Friday, December 13, 2013

Let the bank robbers stay!



We’ve been bombarded with stories about the poor illegal immigrant families who will be split up without immigration reform. We’ve been told that these people just want a shot at the American dream, that they are good for our economy, that they are hard workers, and that we’re heartless and insensitive if we expect them to follow the laws of our land.

I feel very safe in saying that you won’t see those fighting for immigration reform holding up (no pun intended) Luis de la Garza as an example, even though they’ve done so many times before.
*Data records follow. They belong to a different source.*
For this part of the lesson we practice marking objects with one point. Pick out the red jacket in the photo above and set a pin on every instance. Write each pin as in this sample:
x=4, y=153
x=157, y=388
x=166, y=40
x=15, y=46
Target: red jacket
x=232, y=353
In fact, Luis, himself, has been on the frontlines demanding fairness for those who don’t play fair themselves. Unfortunately, we also caught Luis at the front of several bank teller lines making unauthorized withdrawals (armed robbery).

Luis is the infamous Mesh Mask Bandit, so-named because of the strange mask he wore. Luis is an immigrant rights activist, and he’s admitted to robbing 18 banks. Who knows how many others he’s knocked over.  Luis’s friends say he came here with nothing and made something of himself. “He seems to be a good businessman,” says Hector Flores. I guess most anybody can be successful if they can just run down to the bank and withdraw as much money as they want from other people’s accounts.

Public records on Luis tell a little different story about his success. He has had several federal tax liens and judgments against him. He pleaded guilty in 2005 to failing to file a corporate tax return. He was given probation on that conviction. In 2009, a $25,844 federal tax lien was filed against him. In 2007, a bank foreclosed on a house he owned. Then he lost his Farmers Branch home (valued at more than $331,400). Kind of makes you wonder what he did with all that money he stole.

“Mesh Mask Bandit enters guilty plea.” The Dallas Morning News; November 20, 2013; p. 1B.